Widespread criticism of Qatar’s UNHCR reelection



Tue, 17 Oct 2017 - 12:24 GMT


Tue, 17 Oct 2017 - 12:24 GMT

United Nations' Human Rights logo - Courtesy to the UNHR official page

United Nations' Human Rights logo - Courtesy to the UNHR official page

CAIRO – 17 October 2017: Human rights groups in Egypt and abroad have sharply condemned Monday’s election of 15 new members for the United Nations Human Rights Council, as Qatar was re-elected with 155 votes to be a member in the body despite accusations of serious rights abuses.
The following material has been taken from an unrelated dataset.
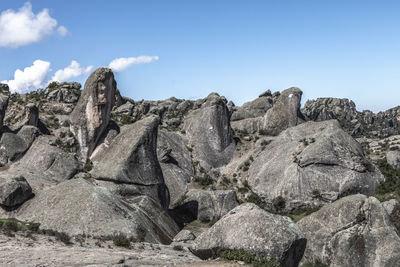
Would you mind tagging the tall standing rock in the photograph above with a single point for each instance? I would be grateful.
(209, 132)
(4, 96)
(285, 113)
(92, 112)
The Liberal Democracy Institute of Egypt (LDI) said in a Tuesday statement that the United Nations General Assembly turned a blind eye to human rights' violations carried out by the Qatari government, adding that instead of launching investigations, the UN is rewarding Qatar by re-electing it to the UNHRC for a fourth round of a three-year term from 2018-2020, during its 72nd session held on Monday.

Head of the LDI Dalia Ziada accused Tom Lantos, Human Rights Commission in the US Congress, of depending on testimonies only from representatives from Human Rights Watch and Amnesty International, Ziada says receive bribes from Qatar. She alleged that the commission neglected to address the Qatari opposition who are suffering crackdown.

Qatar’s suppression techniques against the opposition ranges from revoking citizenships to freezing bank accounts, in an attempt to contain the opposition’s impact internally and prevent more from coming forth.

Meanwhile, U.S. Ambassador Nikki Haley called the election "yet another example of why the Human Rights Council lacks credibility and must be reformed in order to be saved."

For her part, Hillel Neuer, executive director of UN Watch, a Geneva-based rights group, singled out three of the winners — Congo, Qatar and Pakistan — for criticism, saying for the U.N. to elect them "as a world judge on human rights is like making a pyromaniac into the town fire chief."

Qatar’s human rights violations are reported as: supporting terrorism, quelling opposition and repressing calls for policy changes, imposing constrains on freedom of expression and journalism and being unfair towards foreign workers.

Qatar has reportedly frozen all assets belonging to two of the most prominent ruling family members, Sheikh Sultan bin Suhaim Al-Thani and Sheikh Abdullah bin Ali Al-Thani, as punishment for their opposition to the Qatari Emir, Sheikh Tamim bin Hamad, on the background of the ongoing Gulf crisis involving Doha.

Another opposition figure, Sheikh Sultan bin Suhaim Al-Thani slammed the Qatari regime in a speech he gave in September from the French capital of Paris over the current diplomatic crisis between Qatar and its Arab neighbors. As a result, Qatari authorities stormed on Thursday Sheikh Sultan bin Suhaim Al-Thani’s palace in Doha and seized all his assets in the emirate.